76-year-old loses claim against Gleneagle for dancefloor fall
Tipperary woman Eileen Britton fractured her left wrist in two places
A 76-year-old woman, who had been dancing in three-inch heels, has failed in her claim against the Gleneagle Hotel in Killarney for slipping as she left the ballroom floor.
At the circuit civil court in Tralee, Judge James O’Donohoe said what she was engaged in given her age – 71 at the time – “was a hazardous activity in itself.”
The judge also awarded costs to the “well-run hotel”, saying it was a commercial enterprise “in an age of austerity”.
The Gleneagle had vehemently denied using dancing powder – which eases dancing – and said it was against the strict policy of the hotel to use any such substance on the maple floor. This was “one of the best dancing floors” in the country, the court was told.
It was the first time the hotel, where dancing on the ballroom takes place 300 nights a year, had been sued for a fall on the maple floor, the hotel’s barrister Henry Downing had said.
At around 1.50am on the Saturday morning of November 27th, 2009, Eileen Britton, of Twomileborris, Thurles, Co Tipperary, had been leaving the dance floor with her husband.

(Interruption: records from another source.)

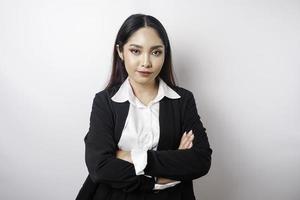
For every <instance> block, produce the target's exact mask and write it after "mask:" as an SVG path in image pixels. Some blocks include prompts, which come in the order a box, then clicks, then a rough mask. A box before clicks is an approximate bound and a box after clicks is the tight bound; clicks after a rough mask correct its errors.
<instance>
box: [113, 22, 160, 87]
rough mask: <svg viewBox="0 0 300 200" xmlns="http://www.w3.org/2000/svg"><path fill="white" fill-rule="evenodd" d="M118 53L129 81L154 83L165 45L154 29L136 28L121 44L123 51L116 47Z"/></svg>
mask: <svg viewBox="0 0 300 200" xmlns="http://www.w3.org/2000/svg"><path fill="white" fill-rule="evenodd" d="M117 49H118V47H117ZM118 53H119V56H120V58H121V59H122V60H124V64H125V68H126V71H127V73H128V76H129V79H130V82H131V83H133V84H135V85H147V84H155V78H156V77H157V76H158V74H159V72H160V70H161V68H162V66H163V63H164V59H165V47H164V45H163V42H162V40H161V39H160V37H159V36H158V34H157V32H156V31H155V29H153V28H150V27H144V28H140V29H138V30H137V31H136V32H135V33H134V34H133V35H131V37H130V38H129V39H128V41H127V43H126V44H125V45H124V46H123V51H122V52H121V51H120V50H119V49H118Z"/></svg>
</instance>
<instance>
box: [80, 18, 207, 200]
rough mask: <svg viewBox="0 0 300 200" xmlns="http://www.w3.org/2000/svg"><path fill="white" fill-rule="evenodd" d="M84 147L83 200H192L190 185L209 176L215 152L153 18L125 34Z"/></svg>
mask: <svg viewBox="0 0 300 200" xmlns="http://www.w3.org/2000/svg"><path fill="white" fill-rule="evenodd" d="M84 141H85V145H86V154H85V155H86V156H85V159H86V165H87V168H88V171H89V176H88V177H87V179H86V181H85V183H84V184H83V187H82V188H81V190H80V192H79V194H78V196H77V199H78V200H79V199H82V200H83V199H94V200H102V199H103V200H109V199H112V200H125V199H127V200H141V199H158V200H167V199H172V200H176V199H178V200H179V199H184V200H193V199H195V196H194V191H193V182H192V180H194V179H197V178H199V177H202V176H204V175H206V174H207V173H208V171H209V169H210V166H211V154H212V149H211V148H210V145H209V142H208V138H207V134H206V129H205V128H204V127H203V125H202V122H201V121H200V117H199V115H198V112H197V108H196V103H195V99H194V96H193V94H192V92H190V91H189V90H187V89H184V88H182V87H179V86H176V84H175V81H174V77H173V69H172V61H171V48H170V43H169V39H168V36H167V33H166V31H165V29H164V27H163V26H162V24H161V23H160V22H159V21H158V20H157V19H156V18H154V17H152V16H149V15H142V14H135V15H131V16H129V17H128V18H127V19H126V20H125V22H124V23H123V25H122V26H121V28H120V30H119V32H118V35H117V38H116V41H115V45H114V54H113V65H112V73H111V77H110V81H109V83H108V85H107V87H106V88H105V89H104V90H102V91H100V92H98V93H96V94H95V97H94V100H93V105H92V111H91V116H90V127H89V131H88V133H87V135H86V136H85V138H84Z"/></svg>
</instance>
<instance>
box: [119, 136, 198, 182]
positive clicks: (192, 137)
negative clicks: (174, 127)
mask: <svg viewBox="0 0 300 200" xmlns="http://www.w3.org/2000/svg"><path fill="white" fill-rule="evenodd" d="M193 139H194V134H193V131H192V130H190V131H189V132H188V133H186V132H184V133H183V134H182V137H181V141H180V145H179V147H178V149H190V148H192V146H193ZM116 157H117V158H119V159H122V160H125V161H127V162H130V163H132V164H133V161H132V159H131V152H130V151H124V150H117V152H116ZM175 181H176V180H172V179H168V178H163V177H158V178H157V181H156V183H158V184H167V183H172V182H175Z"/></svg>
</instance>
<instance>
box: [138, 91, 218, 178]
mask: <svg viewBox="0 0 300 200" xmlns="http://www.w3.org/2000/svg"><path fill="white" fill-rule="evenodd" d="M186 91H187V93H186V95H185V98H186V99H185V100H183V103H182V112H181V113H182V118H183V120H182V123H183V124H182V125H183V132H184V131H186V132H188V131H190V130H193V133H194V140H193V147H192V148H190V149H184V150H162V151H153V150H148V151H147V157H148V160H147V166H146V168H145V170H144V171H145V174H149V175H151V176H157V177H165V178H170V179H173V180H181V181H186V180H193V179H197V178H199V177H201V176H204V175H206V174H207V173H208V171H209V169H210V166H211V154H212V149H211V148H210V145H209V141H208V138H207V134H206V129H205V128H204V127H203V124H202V122H201V120H200V116H199V115H198V112H197V108H196V103H195V99H194V96H193V94H192V92H190V91H188V90H186Z"/></svg>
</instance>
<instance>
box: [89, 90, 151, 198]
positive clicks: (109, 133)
mask: <svg viewBox="0 0 300 200" xmlns="http://www.w3.org/2000/svg"><path fill="white" fill-rule="evenodd" d="M113 133H114V117H113V112H112V110H111V107H110V105H109V100H108V95H107V94H106V93H105V92H104V91H103V92H100V93H97V94H96V95H95V97H94V100H93V105H92V111H91V115H90V126H89V131H88V133H87V134H86V136H85V138H84V142H85V162H86V165H87V168H88V171H89V174H90V177H91V179H92V181H93V182H95V183H105V184H108V185H109V186H111V187H112V188H117V189H122V190H123V191H125V192H131V191H134V190H142V191H150V190H152V189H153V187H154V184H155V180H154V178H153V177H152V178H151V177H147V176H144V175H138V176H137V175H136V174H135V169H134V165H133V164H132V163H130V162H127V161H124V160H121V159H118V158H116V151H117V149H118V147H117V144H116V142H115V141H114V138H113Z"/></svg>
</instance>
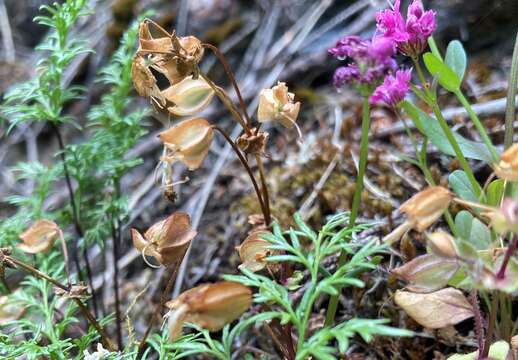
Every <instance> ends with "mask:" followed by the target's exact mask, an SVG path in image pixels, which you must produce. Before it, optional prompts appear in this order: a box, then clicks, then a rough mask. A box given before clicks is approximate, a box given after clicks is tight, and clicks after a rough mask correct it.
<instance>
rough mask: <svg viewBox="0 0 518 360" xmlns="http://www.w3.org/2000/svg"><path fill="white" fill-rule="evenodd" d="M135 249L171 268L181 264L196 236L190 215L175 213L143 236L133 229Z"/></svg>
mask: <svg viewBox="0 0 518 360" xmlns="http://www.w3.org/2000/svg"><path fill="white" fill-rule="evenodd" d="M131 236H132V239H133V245H134V246H135V248H136V249H137V250H138V251H140V252H142V253H143V255H144V256H152V257H154V258H155V259H156V260H157V261H158V262H159V263H160V264H162V265H164V266H169V265H171V264H173V263H177V262H180V261H181V260H182V259H183V256H184V255H185V252H186V251H187V249H188V248H189V245H190V243H191V241H192V239H194V237H195V236H196V230H194V229H192V227H191V222H190V218H189V215H187V214H185V213H181V212H175V213H174V214H172V215H171V216H169V217H168V218H167V219H164V220H162V221H159V222H158V223H155V224H154V225H153V226H151V227H150V228H149V229H148V230H147V231H146V232H145V233H144V236H142V235H141V234H140V233H139V232H138V231H137V230H135V229H131Z"/></svg>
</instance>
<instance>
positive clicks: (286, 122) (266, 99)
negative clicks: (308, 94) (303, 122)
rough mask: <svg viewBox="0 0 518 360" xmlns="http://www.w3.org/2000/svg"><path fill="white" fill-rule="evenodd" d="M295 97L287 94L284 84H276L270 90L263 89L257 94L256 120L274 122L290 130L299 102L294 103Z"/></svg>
mask: <svg viewBox="0 0 518 360" xmlns="http://www.w3.org/2000/svg"><path fill="white" fill-rule="evenodd" d="M294 99H295V95H293V94H292V93H290V92H288V87H287V86H286V83H283V82H280V81H279V82H277V85H275V86H274V87H272V88H271V89H263V90H261V93H260V94H259V107H258V109H257V120H258V121H259V122H261V123H262V122H267V121H276V122H279V123H281V124H282V126H284V127H286V128H289V129H291V128H292V127H293V126H294V125H296V124H295V122H296V121H297V117H298V115H299V110H300V102H294Z"/></svg>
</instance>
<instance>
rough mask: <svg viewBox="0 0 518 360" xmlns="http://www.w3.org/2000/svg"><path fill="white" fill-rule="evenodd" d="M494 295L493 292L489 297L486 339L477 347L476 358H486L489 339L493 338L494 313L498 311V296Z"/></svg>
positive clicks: (488, 351)
mask: <svg viewBox="0 0 518 360" xmlns="http://www.w3.org/2000/svg"><path fill="white" fill-rule="evenodd" d="M496 295H497V294H496V293H493V295H492V298H491V309H490V310H489V319H488V325H487V333H486V341H485V342H484V348H483V349H479V355H478V360H483V359H487V357H488V355H489V348H490V347H491V341H492V340H493V333H494V331H495V324H496V315H497V312H498V297H497V296H496Z"/></svg>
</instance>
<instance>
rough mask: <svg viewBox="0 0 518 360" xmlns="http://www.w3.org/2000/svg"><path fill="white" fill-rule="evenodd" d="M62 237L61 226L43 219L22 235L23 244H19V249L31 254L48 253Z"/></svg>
mask: <svg viewBox="0 0 518 360" xmlns="http://www.w3.org/2000/svg"><path fill="white" fill-rule="evenodd" d="M60 237H63V233H62V232H61V229H60V228H59V226H58V225H57V224H56V223H55V222H53V221H50V220H45V219H42V220H38V221H36V222H35V223H34V224H33V225H31V227H29V228H28V229H27V230H25V231H24V232H23V233H22V234H21V235H20V239H21V240H22V241H23V243H21V244H18V245H17V247H18V249H20V250H22V251H25V252H27V253H30V254H36V253H40V252H46V251H49V250H50V249H51V248H52V246H53V245H54V243H55V242H56V240H57V239H59V238H60Z"/></svg>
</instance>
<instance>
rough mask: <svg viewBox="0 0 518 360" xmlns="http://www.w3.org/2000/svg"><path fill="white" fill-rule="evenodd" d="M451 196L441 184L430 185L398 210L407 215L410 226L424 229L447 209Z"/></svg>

The music had stopped and she was returning to her seat. It was during an annual event known as the Lisdoonvarna gathering, and “ the feet went from under her” a witness said.
The dance had been a waltz and she had been dancing for about an hour, she told Henry Downing for the Gleneagle.
Ms Briton said she had not seen anything the floor herself but found the whole floor “slippy”.
She had not been drinking, and had later found she had fractured her left wrist in two places which impacted severely on her given she was left-handed.
She had been wearing her “three-inch high heels,” these were the dancing shoes, she normally wore when dancing. She maintained the floor was unusually “slippy “ and had seen other people slipping.
Her husband said he had seen the voluntary organiser of the 30-year-old event, Albert Lawlor from Limerick, sprinkling powder. Mr Lawlor denied he was using the powder and said to do so would jeopardize his friendship with the Gleneagle.
Judge James O’Donohoe who had adjourned the matter from Thursday in Killarney for judgement, after hearing evidence for three hours, said the Gleneagle Hotel was “a very well run establishment and very well maintained”.
Costs (estimated at up to €25,000) were also awarded against Ms Britton.
There was no failure on the part of the proprietor, the judge found.
Significantly no powder had been seen by herself, no powder found on the floor and no powder found on her clothes,” the judge said.